Is stopword removal & stemming recommended before applying doc2vec?

1,933 views

Skip to first unread message

Deepak George

unread,

Nov 8, 2016, 6:29:36 AM11/8/16

to gensim

Is stopword removal & stemming recommended before applying doc2vec? What is the recommended practice?

Thanks

Deepak

Gordon Mohr

unread,

Nov 8, 2016, 2:45:23 PM11/8/16

to gensim

The papers I've seen that are primarily focused on "Paragraph Vectors" (Doc2Vec) – like the original "Paragraph Vectors" paper or "Document Embedding With Paragraph Vectors" – don't mention stemming or stop-word removal.

Meanwhile, other projects often seem to do it, perhaps just out of habit. I think I've seen where bulk comparisons, that include Doc2Vec among many other methods, seem to do it – but don't explain their motivation, or compare results with/without such preprocessing, so again it just may be out of habit.

So I haven't seen a strong enough trend or published analysis to make a recommendation either way. What's best may vary based on your quality/volume of data.

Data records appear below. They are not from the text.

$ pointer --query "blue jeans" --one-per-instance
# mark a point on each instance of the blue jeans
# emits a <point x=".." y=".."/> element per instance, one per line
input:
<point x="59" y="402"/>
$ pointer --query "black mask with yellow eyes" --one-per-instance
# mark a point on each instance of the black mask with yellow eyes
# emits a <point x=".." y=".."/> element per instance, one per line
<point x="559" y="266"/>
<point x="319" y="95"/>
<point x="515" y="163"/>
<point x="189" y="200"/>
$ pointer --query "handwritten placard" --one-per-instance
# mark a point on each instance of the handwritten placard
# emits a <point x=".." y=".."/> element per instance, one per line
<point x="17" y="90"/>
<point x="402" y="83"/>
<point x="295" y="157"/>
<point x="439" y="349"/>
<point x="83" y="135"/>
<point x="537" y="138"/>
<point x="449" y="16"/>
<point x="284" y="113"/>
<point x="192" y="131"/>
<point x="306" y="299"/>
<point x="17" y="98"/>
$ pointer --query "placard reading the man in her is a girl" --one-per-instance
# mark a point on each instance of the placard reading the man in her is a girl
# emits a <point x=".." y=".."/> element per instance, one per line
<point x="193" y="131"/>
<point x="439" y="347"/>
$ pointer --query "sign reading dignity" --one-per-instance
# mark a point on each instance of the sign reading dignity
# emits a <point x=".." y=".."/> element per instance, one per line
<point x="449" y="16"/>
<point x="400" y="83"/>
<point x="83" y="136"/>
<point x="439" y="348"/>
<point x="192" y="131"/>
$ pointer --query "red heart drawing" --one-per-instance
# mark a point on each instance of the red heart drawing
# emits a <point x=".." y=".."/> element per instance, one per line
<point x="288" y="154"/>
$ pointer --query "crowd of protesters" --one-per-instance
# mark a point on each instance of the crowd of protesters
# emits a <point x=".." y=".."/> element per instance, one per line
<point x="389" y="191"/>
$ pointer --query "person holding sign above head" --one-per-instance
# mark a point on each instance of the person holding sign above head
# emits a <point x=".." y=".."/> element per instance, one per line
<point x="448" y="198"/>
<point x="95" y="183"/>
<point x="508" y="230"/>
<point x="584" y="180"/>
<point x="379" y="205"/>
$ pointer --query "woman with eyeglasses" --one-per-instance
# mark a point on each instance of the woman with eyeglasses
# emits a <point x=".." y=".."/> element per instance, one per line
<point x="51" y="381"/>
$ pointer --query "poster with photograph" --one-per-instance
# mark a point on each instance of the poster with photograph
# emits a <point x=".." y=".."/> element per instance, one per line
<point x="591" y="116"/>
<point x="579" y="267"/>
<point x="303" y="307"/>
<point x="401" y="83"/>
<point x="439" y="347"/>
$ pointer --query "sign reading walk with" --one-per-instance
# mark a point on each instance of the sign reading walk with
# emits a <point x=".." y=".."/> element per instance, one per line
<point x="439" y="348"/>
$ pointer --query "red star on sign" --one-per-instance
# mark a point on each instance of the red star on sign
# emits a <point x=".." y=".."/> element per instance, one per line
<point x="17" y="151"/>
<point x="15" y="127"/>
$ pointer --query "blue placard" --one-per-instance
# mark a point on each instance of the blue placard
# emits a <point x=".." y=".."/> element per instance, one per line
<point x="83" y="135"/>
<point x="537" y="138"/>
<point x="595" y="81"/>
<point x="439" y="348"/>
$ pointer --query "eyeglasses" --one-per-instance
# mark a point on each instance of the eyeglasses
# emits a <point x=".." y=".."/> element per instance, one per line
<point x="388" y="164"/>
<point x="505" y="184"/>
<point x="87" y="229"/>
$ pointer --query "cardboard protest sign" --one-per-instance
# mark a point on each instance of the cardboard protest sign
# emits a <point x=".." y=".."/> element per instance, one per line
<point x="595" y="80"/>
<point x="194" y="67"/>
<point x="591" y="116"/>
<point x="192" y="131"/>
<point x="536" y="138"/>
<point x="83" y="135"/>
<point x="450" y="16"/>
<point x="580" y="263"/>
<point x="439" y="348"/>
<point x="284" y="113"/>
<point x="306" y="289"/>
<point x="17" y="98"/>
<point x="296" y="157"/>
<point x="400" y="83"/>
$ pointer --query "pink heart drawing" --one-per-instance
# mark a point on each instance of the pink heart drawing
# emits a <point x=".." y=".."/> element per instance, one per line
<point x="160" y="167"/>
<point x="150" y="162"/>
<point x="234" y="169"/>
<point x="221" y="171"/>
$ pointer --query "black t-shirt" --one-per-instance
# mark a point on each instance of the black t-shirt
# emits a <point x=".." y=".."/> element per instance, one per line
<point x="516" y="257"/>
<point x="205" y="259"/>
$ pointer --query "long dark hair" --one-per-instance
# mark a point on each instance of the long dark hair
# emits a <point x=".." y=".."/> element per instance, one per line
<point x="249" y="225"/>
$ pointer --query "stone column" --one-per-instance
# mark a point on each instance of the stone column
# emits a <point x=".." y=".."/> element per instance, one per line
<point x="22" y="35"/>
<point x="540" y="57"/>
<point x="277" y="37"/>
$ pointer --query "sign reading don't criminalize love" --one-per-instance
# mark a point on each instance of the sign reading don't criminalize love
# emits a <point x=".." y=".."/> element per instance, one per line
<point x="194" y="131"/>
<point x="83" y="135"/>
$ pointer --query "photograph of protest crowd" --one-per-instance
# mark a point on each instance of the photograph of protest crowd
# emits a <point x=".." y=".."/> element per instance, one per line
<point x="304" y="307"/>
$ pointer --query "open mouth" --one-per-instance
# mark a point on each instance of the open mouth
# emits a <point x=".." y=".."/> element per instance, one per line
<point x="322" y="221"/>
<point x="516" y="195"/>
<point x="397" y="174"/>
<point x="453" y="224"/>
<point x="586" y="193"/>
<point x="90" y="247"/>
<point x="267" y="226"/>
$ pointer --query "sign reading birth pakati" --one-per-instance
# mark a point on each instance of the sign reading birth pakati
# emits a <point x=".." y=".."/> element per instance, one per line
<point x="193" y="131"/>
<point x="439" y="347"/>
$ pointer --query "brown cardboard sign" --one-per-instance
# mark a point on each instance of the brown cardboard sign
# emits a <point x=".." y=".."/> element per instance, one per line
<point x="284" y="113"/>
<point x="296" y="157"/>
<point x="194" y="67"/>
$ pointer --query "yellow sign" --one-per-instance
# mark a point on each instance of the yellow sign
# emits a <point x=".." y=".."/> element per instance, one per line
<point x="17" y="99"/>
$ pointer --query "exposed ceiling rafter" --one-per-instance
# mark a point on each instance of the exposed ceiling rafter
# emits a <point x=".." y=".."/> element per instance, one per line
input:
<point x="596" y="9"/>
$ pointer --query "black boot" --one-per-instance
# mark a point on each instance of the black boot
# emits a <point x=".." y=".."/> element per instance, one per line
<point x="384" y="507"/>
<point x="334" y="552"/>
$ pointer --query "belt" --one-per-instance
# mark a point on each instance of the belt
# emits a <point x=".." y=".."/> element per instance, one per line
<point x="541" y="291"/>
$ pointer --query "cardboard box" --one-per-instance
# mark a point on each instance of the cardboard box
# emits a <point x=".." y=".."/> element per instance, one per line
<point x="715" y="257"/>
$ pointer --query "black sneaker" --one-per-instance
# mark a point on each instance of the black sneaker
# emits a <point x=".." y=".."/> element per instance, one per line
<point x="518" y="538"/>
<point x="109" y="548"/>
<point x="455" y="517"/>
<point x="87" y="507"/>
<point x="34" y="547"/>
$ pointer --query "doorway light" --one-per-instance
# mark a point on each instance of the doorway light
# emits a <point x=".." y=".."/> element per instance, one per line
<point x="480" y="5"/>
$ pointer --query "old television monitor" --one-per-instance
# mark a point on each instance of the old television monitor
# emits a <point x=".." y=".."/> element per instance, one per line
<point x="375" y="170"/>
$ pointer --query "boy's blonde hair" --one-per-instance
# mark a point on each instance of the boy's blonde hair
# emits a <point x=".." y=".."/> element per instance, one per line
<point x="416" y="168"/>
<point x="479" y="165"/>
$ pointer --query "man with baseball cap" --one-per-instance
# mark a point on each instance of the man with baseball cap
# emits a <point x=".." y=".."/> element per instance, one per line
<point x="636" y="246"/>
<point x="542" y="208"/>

It's certainly not necessary, especially when you have lots of text. The subsampling (via the 'sample' parameter) of Word2Vec/Doc2Vec is another way to reduce the influence/interference from very-common words, including 'stop' words. Some of the original word2vec analogy-accuracy evaluations depend on arranging close-variants of the same word (tenses/comparatives/adjective-to-adverb/etc), so stemming would get in the way. But on the other hand, with limited data, and for certain end-purposes (especially measures of broad-topicality), combining related tokens and de-facto shortening windows (by removing low-meaning filler words) might help! You'd have to try both to know.